N'importe qui peut créer un centre de formation à une profession non réglementée : soins à la personne, coaching, décoration, bien-être, « médecine non conventionnelle », etc., ouvrant parfois la voie à des dérives possibles. Beaucoup de responsables de centre proposant une formation sont issus eux-mêmes d'une reconversion professionnelle. Le faible investissement financier, de temps, leur cursus professionnel et des démarches administratives facilitées y contribuent. La plupart ne procèdent à aucune étude de marché se contentant de surfer sur l'opportunité. Le candidat lambda n’a pas de moyens pour évaluer la qualité des prestations fournies. Certaines formations ne font aucune référence à un référentiel du métier, audit pourtant indispensable servant à déterminer les : savoirs, savoir-faire et savoir-être à acquérir. Imaginez que les autoécoles adoptent chacune une formation de leur cru ! Aucun conducteur n'aurait une règle de conduite commune.

Une formation privée diplômante ne signifie pas contrôle et reconnaissance du cursus ni du diplôme par l’État et la profession. Des centres de formation se gardent bien de porter à la connaissance des impétrants les informations pré-contractuelles indispensables : remise du contrat, d'une facture, clause de rétractation, organisme de médiation, risques d’exercice illégal d'une profession. Les articles 433-1 et 433-17 du Code pénal condamnent l'usurpation de titre ainsi que l’exercice illégal d'une profession réglementée, et l'article L 121-1 du Code de la consommation réprime la pratique commerciale trompeuse. Une « esthéticienne » pratiquait des injections de Botox (exercice illégal de la médecine). Un « architecte » non inscrit à l'ordre fait procéder à des travaux contraires au règlement de copropriété (il était décorateur et prenait 10 % du montant des travaux). L'organisateur d'un stage de survie déclare comestible une plante toxique (œnanthe safrané), le stagiaire décède. L'organisateur, ancien militaire, a été condamné à trois ans de prison. Les exemples abondent.

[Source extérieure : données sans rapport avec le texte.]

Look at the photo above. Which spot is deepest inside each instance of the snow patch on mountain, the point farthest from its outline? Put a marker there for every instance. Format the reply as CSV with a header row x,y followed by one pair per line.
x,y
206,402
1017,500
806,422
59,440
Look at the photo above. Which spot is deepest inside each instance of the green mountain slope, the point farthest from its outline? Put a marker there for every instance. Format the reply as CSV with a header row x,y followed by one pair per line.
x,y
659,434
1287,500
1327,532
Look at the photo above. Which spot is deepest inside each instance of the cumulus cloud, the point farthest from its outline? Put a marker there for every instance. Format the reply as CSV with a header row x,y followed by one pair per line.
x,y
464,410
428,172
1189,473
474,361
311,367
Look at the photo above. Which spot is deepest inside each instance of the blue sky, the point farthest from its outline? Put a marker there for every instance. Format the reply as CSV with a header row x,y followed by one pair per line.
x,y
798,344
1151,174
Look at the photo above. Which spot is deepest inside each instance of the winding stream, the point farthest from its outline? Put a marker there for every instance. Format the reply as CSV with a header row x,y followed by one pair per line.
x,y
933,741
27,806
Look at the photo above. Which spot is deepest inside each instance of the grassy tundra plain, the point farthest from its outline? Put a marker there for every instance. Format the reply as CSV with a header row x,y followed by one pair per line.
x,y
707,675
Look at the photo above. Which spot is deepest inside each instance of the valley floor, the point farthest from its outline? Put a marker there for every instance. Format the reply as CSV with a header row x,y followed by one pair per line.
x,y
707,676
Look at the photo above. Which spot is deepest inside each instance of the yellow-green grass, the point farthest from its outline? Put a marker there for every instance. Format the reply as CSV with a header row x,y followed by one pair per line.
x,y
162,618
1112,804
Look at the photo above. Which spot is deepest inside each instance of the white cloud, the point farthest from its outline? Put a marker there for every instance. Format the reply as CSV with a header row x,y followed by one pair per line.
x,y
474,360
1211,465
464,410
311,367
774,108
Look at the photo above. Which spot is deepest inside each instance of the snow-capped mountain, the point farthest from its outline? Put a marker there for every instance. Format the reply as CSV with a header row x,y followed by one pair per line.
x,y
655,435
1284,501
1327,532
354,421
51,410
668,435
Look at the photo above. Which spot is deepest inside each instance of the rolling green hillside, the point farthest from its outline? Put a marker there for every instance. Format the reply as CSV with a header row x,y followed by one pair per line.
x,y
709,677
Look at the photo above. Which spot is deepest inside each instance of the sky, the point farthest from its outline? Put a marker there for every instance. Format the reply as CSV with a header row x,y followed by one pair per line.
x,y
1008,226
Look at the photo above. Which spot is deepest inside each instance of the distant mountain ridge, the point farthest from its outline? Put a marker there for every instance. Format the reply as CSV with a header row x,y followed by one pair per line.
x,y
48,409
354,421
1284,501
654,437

Le postulant à une formation non réglementé ne peut donc être assuré de recevoir un enseignement de qualité ni de la capacité des formateurs envers ce que l'on appelle la relation andragogique (pédagogie pour adulte), et encore moins de décrocher un emploi. La formation se doit de rester une démarche visant à transmettre : des savoirs, des savoirs-faire (des compétences professionnelles) et des savoirs-être conformes et réalistes à l'image que chaque individu devrait avoir de la profession visée. Avoir des connaissances et les transmettre ne s'improvisent pas, la maîtrise des techniques et des outils et matériels dédiés ne sauraient suffire. Des formateurs s'apparentent à des cordonniers mal chaussés. Quand j'achète une paire de chaussures j'attends que ce soit elle qui se fasse à mon pied et non l'inverse. La relation andragogique doit être adaptée à l'apprenant. Nous avons tous en mémoire un professeur récitant un théorème qu'il était bien incapable d'illustrer par une application pratique.

Former, enseigner, instruire n'est pas une activité comme une autre. On peut posséder de solides connaissances et être incapable de les transmettre. Avant de penser à s'enrichir pécuniairement, le formateur doit penser à s'enrichir humainement et intellectuellement pour mieux enrichir les apprenants. N'est ce pas là le plus beau service que l'on puisse leur rendre ? Les enseignants sont rémunérés pour ce qu'ils savent et non pour ce qu'ils pourraient faire. Les connaissances n'ont que de valeur dans leur utilisation. Peu importe que le cours soit magistral ou travaux pratiques, le cours ne doit pas être qu'un cours. Il doit orienter et aider l'apprenant dans sa vie future. Cela nécessite du formateur : compétences professionnelles, andragogie, psychologiques, gestion de groupe, maturité, ressources personnelles et respect de l'apprenant.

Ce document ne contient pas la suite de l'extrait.